Mitigation — reducing emissions:

- Renewable energy (solar, wind, hydroelectric, geothermal)

- Nuclear power (zero carbon, but raises concerns about waste and safety)

- Electrifying transportation

- Energy efficiency improvements

- Reducing deforestation

Adaptation — preparing for changes already underway:

- Building sea walls and flood defenses

- Developing drought-resistant crops

- Relocating vulnerable communities

- Improving early warning systems for extreme weather

Carbon removal — taking CO₂ back out of the atmosphere:

- Reforestation and soil carbon sequestration

- Direct air capture technology (currently expensive and energy-intensive)

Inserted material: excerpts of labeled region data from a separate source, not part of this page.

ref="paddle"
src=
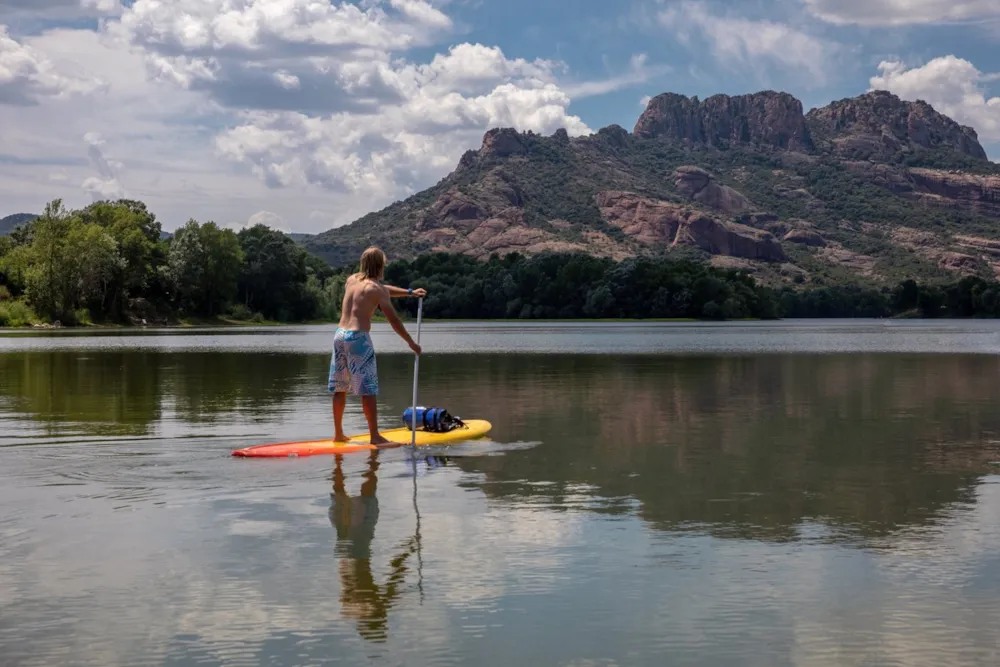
[410,297,424,451]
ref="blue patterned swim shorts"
[327,327,378,396]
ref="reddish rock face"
[634,91,812,152]
[806,91,986,160]
[597,190,785,262]
[938,252,979,275]
[674,166,753,215]
[909,169,1000,218]
[479,127,527,157]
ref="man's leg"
[351,332,389,445]
[328,327,351,442]
[333,391,348,442]
[361,394,389,445]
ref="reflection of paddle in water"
[330,450,420,641]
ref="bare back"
[340,274,388,331]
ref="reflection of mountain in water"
[380,355,1000,540]
[0,350,1000,548]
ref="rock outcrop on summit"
[633,91,812,151]
[306,86,1000,284]
[806,91,986,160]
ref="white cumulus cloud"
[0,25,104,105]
[871,55,1000,141]
[0,0,665,231]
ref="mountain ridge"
[304,91,1000,284]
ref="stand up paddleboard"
[233,418,493,458]
[233,298,493,458]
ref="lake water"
[0,321,1000,667]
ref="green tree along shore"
[0,200,1000,326]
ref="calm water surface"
[0,321,1000,667]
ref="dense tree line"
[0,200,343,325]
[386,253,777,319]
[778,276,1000,318]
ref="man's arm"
[378,288,420,354]
[384,285,427,299]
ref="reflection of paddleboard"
[233,419,493,458]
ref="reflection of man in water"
[330,450,416,641]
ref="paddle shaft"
[410,297,424,447]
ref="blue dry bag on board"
[403,407,465,433]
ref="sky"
[0,0,1000,233]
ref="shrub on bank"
[0,300,38,327]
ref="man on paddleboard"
[328,247,427,445]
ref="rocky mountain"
[304,91,1000,284]
[0,213,38,236]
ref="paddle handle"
[410,297,424,447]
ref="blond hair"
[358,246,385,280]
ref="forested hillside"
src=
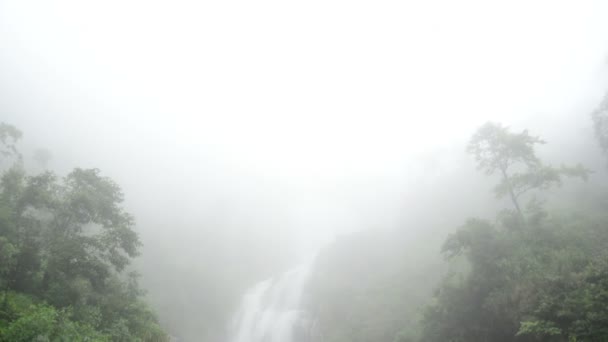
[0,123,168,342]
[308,111,608,342]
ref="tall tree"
[467,122,588,220]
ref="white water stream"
[231,261,312,342]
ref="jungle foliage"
[0,123,168,342]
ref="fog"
[0,0,608,338]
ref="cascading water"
[231,260,312,342]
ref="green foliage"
[419,124,608,342]
[467,122,589,221]
[0,124,168,341]
[0,122,23,163]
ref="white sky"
[0,0,608,252]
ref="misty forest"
[0,0,608,342]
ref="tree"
[0,124,167,342]
[467,122,589,221]
[591,95,608,162]
[0,122,23,166]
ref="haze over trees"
[0,123,168,342]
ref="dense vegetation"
[0,123,168,342]
[309,111,608,342]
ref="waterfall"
[231,260,312,342]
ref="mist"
[0,0,608,342]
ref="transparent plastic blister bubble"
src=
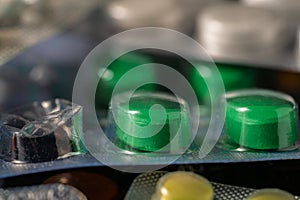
[0,99,85,163]
[0,184,87,200]
[125,171,299,200]
[218,89,299,151]
[106,91,193,155]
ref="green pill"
[96,53,156,107]
[110,92,191,154]
[225,89,298,150]
[190,62,254,102]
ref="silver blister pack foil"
[0,184,87,200]
[0,0,99,65]
[125,171,299,200]
[0,99,84,163]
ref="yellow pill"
[247,189,295,200]
[152,171,213,200]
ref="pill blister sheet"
[125,171,299,200]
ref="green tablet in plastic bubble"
[189,62,254,102]
[225,89,298,150]
[96,53,156,107]
[108,92,191,154]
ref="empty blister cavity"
[196,3,287,59]
[0,99,85,163]
[222,89,298,150]
[106,92,192,154]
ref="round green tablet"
[225,89,298,150]
[190,62,254,102]
[96,53,156,106]
[116,92,191,152]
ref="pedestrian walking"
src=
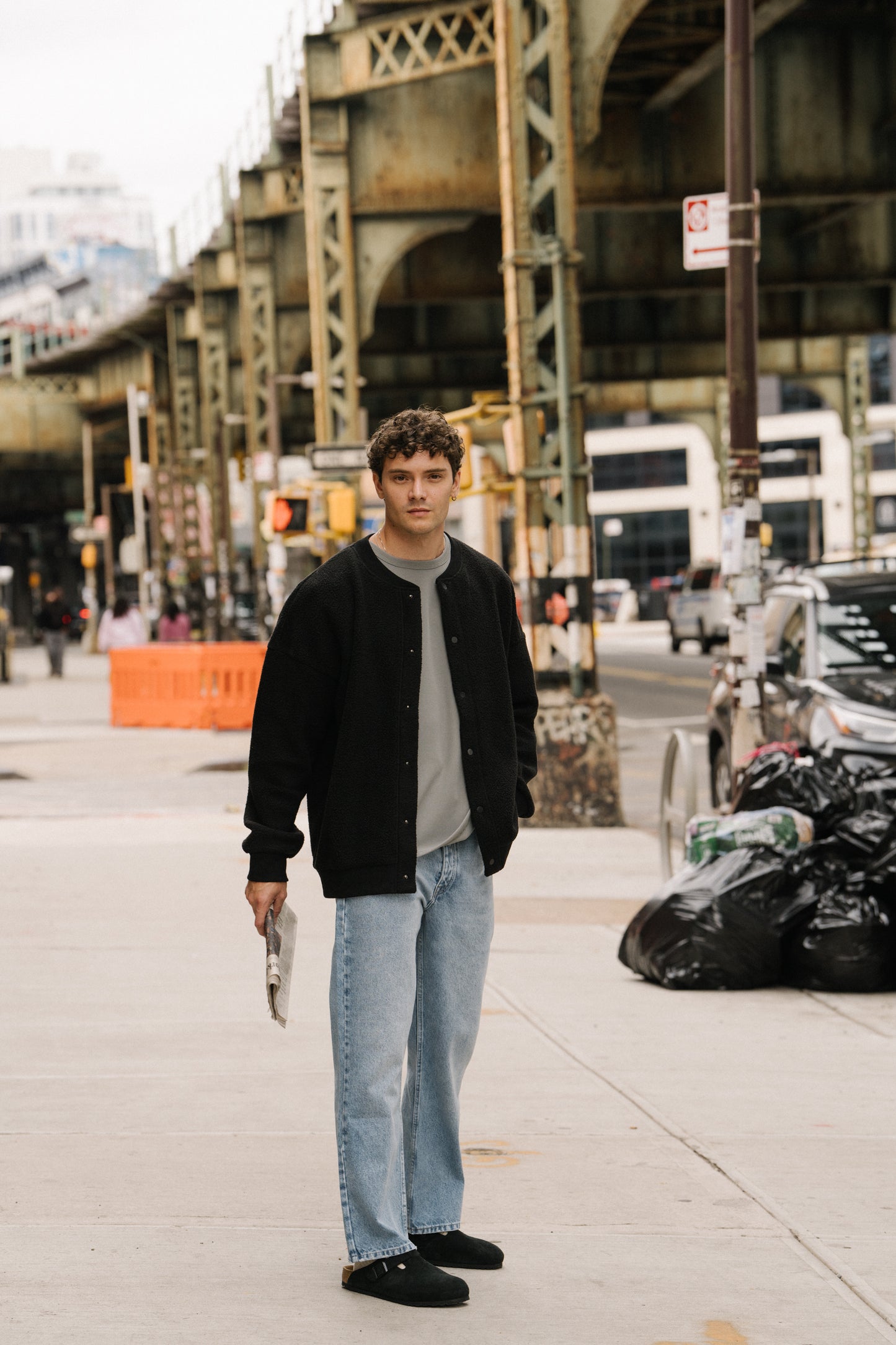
[97,597,146,654]
[38,589,71,677]
[243,409,538,1307]
[159,601,192,644]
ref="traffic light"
[272,495,308,533]
[326,486,355,537]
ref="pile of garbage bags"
[619,743,896,993]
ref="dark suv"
[708,560,896,807]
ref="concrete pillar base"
[523,690,624,827]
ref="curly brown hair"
[366,406,463,480]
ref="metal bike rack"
[660,729,697,881]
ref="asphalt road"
[598,633,719,831]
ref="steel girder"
[193,270,234,638]
[495,0,594,693]
[234,197,277,631]
[301,91,360,442]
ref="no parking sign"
[684,191,728,270]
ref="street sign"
[308,444,366,472]
[683,191,728,270]
[874,495,896,533]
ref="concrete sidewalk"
[0,651,896,1345]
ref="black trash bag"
[732,744,856,838]
[619,849,815,990]
[782,853,896,994]
[833,811,896,858]
[856,776,896,818]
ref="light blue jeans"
[330,835,494,1262]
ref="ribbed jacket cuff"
[249,850,286,882]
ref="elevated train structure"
[0,0,896,651]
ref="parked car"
[708,562,896,807]
[668,561,731,654]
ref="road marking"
[616,714,707,729]
[655,1322,750,1345]
[598,660,709,691]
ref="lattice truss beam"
[495,0,592,672]
[164,304,203,563]
[301,85,360,442]
[239,262,277,454]
[330,0,494,97]
[318,189,353,437]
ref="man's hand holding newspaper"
[246,882,298,1027]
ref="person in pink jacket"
[97,597,148,654]
[159,602,191,644]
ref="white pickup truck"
[668,561,731,654]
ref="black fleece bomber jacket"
[243,538,538,897]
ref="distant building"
[0,253,91,329]
[0,148,157,327]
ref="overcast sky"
[0,0,301,270]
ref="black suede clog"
[409,1228,503,1270]
[342,1252,470,1307]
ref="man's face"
[373,449,461,537]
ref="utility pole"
[128,383,149,623]
[81,419,98,654]
[721,0,765,772]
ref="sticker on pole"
[683,191,728,270]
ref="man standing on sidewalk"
[38,589,71,677]
[243,410,538,1307]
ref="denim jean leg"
[402,835,494,1233]
[330,891,423,1262]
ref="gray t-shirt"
[371,537,473,854]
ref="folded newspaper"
[265,903,298,1027]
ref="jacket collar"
[352,533,466,588]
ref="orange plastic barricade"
[109,643,265,729]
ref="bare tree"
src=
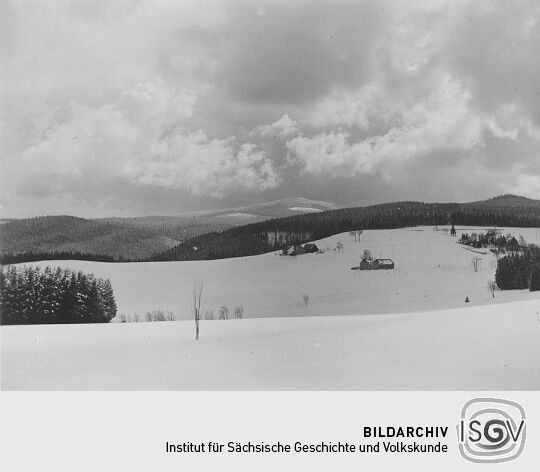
[218,305,229,320]
[471,256,482,272]
[192,284,202,341]
[153,308,167,321]
[233,305,244,320]
[488,280,499,298]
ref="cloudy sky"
[0,0,540,217]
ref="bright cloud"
[0,0,540,216]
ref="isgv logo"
[457,398,527,462]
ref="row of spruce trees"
[495,245,540,292]
[150,202,540,261]
[0,266,116,325]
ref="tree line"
[0,266,116,325]
[495,245,540,292]
[149,202,540,261]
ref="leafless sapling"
[233,305,244,320]
[219,305,229,320]
[192,284,202,341]
[488,280,499,298]
[471,256,482,272]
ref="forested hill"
[151,198,540,261]
[467,194,540,209]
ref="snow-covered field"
[15,228,540,319]
[0,228,540,390]
[0,299,540,390]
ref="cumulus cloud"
[0,0,540,216]
[254,115,298,136]
[5,81,279,210]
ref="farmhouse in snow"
[283,243,319,256]
[360,257,394,270]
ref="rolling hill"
[0,198,336,263]
[152,197,540,261]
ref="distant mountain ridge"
[0,195,540,263]
[0,198,337,261]
[469,193,540,208]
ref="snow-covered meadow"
[1,299,540,390]
[15,227,540,319]
[0,228,540,390]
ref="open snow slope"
[0,299,540,390]
[19,228,540,319]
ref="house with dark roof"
[302,243,319,252]
[360,257,394,270]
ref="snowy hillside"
[23,227,540,319]
[0,299,540,390]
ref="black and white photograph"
[0,0,540,390]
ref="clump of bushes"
[495,245,540,292]
[0,266,116,325]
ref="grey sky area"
[0,0,540,217]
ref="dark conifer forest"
[0,266,116,325]
[0,195,540,265]
[150,200,540,261]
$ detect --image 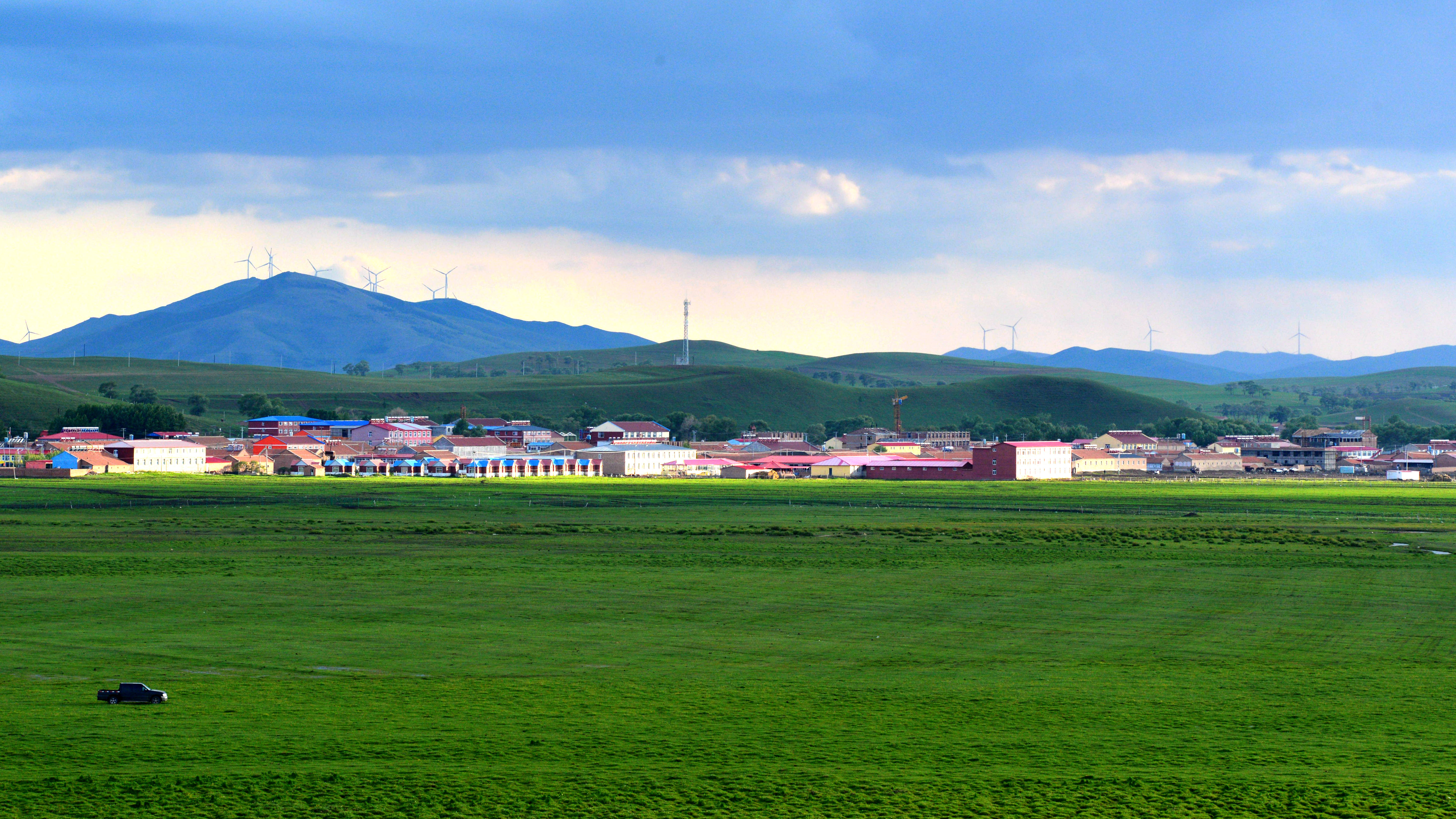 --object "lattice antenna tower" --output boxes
[673,299,693,367]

- Enhanced mineral weathering

Policy approaches:

- Carbon taxes or cap-and-trade systems

- International agreements (Paris Agreement)

- Regulations on emissions

- Subsidies for clean energy

The individual vs. systemic debate:

Some argue that personal choices (driving less, eating less meat, reducing waste) matter most. Others argue that systemic change — policy, infrastructure, technology — is the only thing that can work at scale. Most experts say both are needed.

What Will You Remember?

Wrapping Up

Today we covered a lot of ground:

- The greenhouse effect and why it matters

- Multiple lines of evidence showing climate change is real and accelerating

- How human activity disrupted the carbon cycle

- Consequences and feedback loops that amplify warming

- The range of solutions being proposed and debated

Climate science is built on physics, chemistry, geology, biology, and data from every continent and ocean. Understanding it requires exactly the kind of evidence-based thinking that makes good science.